Duccio, Disputation with the Doctors (1308-1311)

Memorial of the Immaculate Heart of the Blessed Virgin Mary

Luke 2:41-51

The hidden years at Nazareth are shrouded in mystery. To what extent did Mary and Joseph realize that their son was divine? Luke’s Gospel tells us that when the boy was found in the temple after being missing for three days, “they did not understand what he said to them.”

At the Annunciation, a startled Mary had accepted the angel Gabriel’s message from the Father to be the mother of the “Son of God,” who will rule from the throne of David. To her question, “How can this be?” she was told that the Holy Spirit will overshadow her and conceive the child. Filled with grace and joy, she marveled at the incomprehensible gift.  

Joseph did not learn of the matter from Mary, who wisely kept silence. A just man, Joseph “resolved to send her away quietly,” but an angel of the Lord enlightened him in a dream that the child conceived in his betrothed was by the Holy Spirit (Luke 1:18-25).

The leaping of the unborn John in the womb of Elizabeth, the adoration of the Magi and the shepherds at the manger, the prophecy of Simeon at the temple in Jerusalem, and the faith-filled testimony of the prophetess Anna were all signs of Jesus’ divine origin at the beginning of his life.

Day to day life at home, however, was very serene, quiet and routine. Jesus was obedient to Mary and Joseph, received his daily education, participated in prayers and religious observances, and learned the carpenter’s trade. No evidence suggests, as some apocryphal stories do, that the child Jesus exercised miraculous powers or drew attention to himself as someone special. The miracle at the wedding feast of Cana was recorded as his “first” sign. His neighbors also had no inkling of Jesus’ real identity. “Isn’t this the carpenter’s son?” they later asked, dismissing his teaching authority (Matthew 13:55). 

At the age of twelve when a Jewish boy was considered a man, Jesus surprised his parents by staying behind at the Jerusalem Temple during the feast of Passover. He also surprised the teachers of the law by his unusual wisdom at this age, demonstrated by his astute questions and answers. 

When his parents saw him, they were astonished, and his mother said to him, “Son, why have you done this to us? Your father and I have been looking for you with great anxiety.” And he said to them, “Why were you looking for me? Did you not know that I must be in my Father’s house?” But they did not understand what he said to them.

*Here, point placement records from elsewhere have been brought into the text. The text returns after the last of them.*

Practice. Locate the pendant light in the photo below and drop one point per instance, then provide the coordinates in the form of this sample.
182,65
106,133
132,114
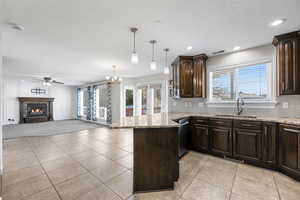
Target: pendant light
166,68
153,63
134,55
114,77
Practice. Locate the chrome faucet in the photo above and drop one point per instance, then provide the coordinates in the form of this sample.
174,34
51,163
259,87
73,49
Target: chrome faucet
239,105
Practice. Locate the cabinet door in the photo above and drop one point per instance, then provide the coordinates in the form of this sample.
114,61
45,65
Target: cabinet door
288,66
269,144
199,138
186,78
199,77
247,145
289,148
220,141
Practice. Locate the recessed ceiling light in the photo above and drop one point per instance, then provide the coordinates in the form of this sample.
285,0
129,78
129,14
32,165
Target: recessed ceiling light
277,22
189,48
236,48
16,26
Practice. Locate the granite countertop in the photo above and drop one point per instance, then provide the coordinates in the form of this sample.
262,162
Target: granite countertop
166,120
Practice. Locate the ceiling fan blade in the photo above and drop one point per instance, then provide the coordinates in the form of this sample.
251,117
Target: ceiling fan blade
57,82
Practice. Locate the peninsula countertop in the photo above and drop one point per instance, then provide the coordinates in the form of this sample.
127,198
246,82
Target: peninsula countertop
164,120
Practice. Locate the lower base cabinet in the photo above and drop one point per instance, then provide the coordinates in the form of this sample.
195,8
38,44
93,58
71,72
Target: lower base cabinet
247,145
220,141
199,138
289,149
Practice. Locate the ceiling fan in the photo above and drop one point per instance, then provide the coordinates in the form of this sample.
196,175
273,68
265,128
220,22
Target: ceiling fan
48,81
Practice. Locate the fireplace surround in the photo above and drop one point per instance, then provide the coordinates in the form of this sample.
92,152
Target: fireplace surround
36,109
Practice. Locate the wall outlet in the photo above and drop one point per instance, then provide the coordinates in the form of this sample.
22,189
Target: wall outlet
285,105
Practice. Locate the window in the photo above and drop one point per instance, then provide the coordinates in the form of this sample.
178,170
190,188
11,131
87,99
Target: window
248,82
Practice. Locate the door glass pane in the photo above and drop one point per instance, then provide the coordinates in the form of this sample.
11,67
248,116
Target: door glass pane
144,100
85,101
157,99
129,102
101,103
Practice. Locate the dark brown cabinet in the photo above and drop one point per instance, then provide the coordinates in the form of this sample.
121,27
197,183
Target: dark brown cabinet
220,141
189,76
289,149
288,63
247,145
269,140
199,138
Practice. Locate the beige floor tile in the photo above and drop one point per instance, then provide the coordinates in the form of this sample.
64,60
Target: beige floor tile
122,185
116,154
127,161
19,164
58,163
248,187
200,190
78,186
84,155
221,164
256,174
102,192
45,157
217,177
289,189
48,194
13,177
97,162
128,148
107,172
165,195
66,172
27,187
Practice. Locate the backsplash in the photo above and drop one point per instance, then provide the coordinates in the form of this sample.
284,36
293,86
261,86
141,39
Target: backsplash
200,106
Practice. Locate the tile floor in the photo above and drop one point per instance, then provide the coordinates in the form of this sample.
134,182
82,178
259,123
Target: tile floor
97,165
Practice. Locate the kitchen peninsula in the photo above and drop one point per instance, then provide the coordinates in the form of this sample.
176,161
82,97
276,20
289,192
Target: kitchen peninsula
272,143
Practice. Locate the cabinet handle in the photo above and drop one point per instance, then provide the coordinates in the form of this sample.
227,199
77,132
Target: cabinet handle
291,130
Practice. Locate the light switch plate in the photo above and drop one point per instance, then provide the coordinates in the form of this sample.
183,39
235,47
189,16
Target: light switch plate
285,105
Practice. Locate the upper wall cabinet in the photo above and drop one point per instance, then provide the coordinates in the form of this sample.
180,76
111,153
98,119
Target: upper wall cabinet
288,63
189,76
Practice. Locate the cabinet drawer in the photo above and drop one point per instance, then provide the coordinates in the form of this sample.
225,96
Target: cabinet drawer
247,124
220,122
199,120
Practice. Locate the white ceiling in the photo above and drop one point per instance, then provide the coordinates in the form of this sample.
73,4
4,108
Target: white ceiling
77,41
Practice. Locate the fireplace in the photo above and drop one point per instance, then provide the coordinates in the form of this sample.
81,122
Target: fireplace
35,109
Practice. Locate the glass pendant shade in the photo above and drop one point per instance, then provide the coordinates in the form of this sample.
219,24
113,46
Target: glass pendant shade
166,70
134,58
153,66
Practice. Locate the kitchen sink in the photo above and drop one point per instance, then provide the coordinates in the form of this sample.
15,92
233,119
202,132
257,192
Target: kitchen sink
237,116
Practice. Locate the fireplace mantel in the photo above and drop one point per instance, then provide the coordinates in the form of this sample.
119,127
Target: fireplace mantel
25,101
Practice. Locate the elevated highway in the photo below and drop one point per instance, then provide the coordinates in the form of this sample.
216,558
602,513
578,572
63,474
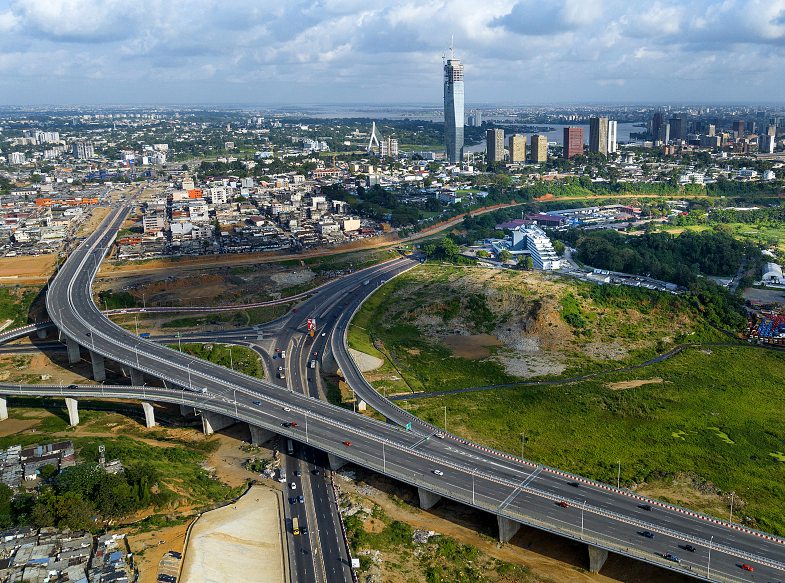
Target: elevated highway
516,491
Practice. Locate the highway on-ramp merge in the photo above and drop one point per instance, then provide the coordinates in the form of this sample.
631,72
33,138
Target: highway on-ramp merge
513,489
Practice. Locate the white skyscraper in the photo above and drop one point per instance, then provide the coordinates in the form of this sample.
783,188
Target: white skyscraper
612,128
453,109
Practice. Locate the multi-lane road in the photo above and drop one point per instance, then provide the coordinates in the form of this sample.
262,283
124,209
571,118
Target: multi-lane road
513,489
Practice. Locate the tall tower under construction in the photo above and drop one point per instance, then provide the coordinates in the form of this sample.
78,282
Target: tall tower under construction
453,108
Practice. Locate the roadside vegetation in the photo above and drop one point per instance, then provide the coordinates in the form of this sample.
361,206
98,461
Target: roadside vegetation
156,479
386,548
15,303
691,429
444,327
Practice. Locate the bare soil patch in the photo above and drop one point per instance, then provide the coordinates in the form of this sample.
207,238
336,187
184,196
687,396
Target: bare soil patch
150,547
239,542
621,385
472,347
27,269
366,362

At home Jesus obeyed Joseph as a loving son. He lived the life of a growing child, developing his powers of body and mind in stages. His hidden life in God the Father and the Holy Spirit was not revealed overtly, but was always present like the air the family breathed. At home, Joseph was Jesus’ father and authority. From Mary’s words, it seems that this was the first time Jesus spoke of his heavenly “Father’s house.” 

Consciousness of a new truth develops slowly and gradually. As a mother cradling her baby in her arms, it was not likely that Mary cogitated theological conundrums such as the hypostatic union, which exercised theologians in later centuries. Mary and Joseph nurtured and taught their son with loving simplicity. Consciousness of Jesus as their own Lord and Savior came progressively.

He went down with them and came to Nazareth, and was obedient to them; and his mother kept all these things in her heart.

Mary’s silent contemplation of her son’s hidden mystery grew like the dawn’s light—brightening day by day. As she expressed in her Magnificat, her soul and spirit rejoiced in a boundless mystery—an awe that cannot be satisfied except by complete union of the human and the divine in mystic communion, when the distinction will no longer be expressible by thought. 

Joy and sorrow preceded Mary’s final Assumption into glory. Simeon’s prophecy that “a sword will pierce through your own soul also,” was a future unknown that unfolded in the fullness of time. 

If we often do not understand what Jesus is saying to us, like Mary and Joseph we will understand more tomorrow, when more light is given to us in faith.

-GMC

1 thought on “Groping Towards the Light

  1. Orlando Hernandez

    “At a snail’s pace.” This “American” expression has always brought for me feelings of frustration in a society where speed and fast progress are signs of “success.” When Jesus first manifested Himself to me I felt I could fly like a swift eagle. Now, twelve years later, I find that the lovely snails that you photograph are better representations of my “spiritual progress.” It is comforting to realize the blessed company I’m in when you write of the long journey of discovery that Joseph and Mary also had to undergo.
    Those slow-moving snails also shine with a lovely light that bring me such a feeling of joy, the joy of knowing that I have met my Beloved and He promised me that He will never let me go.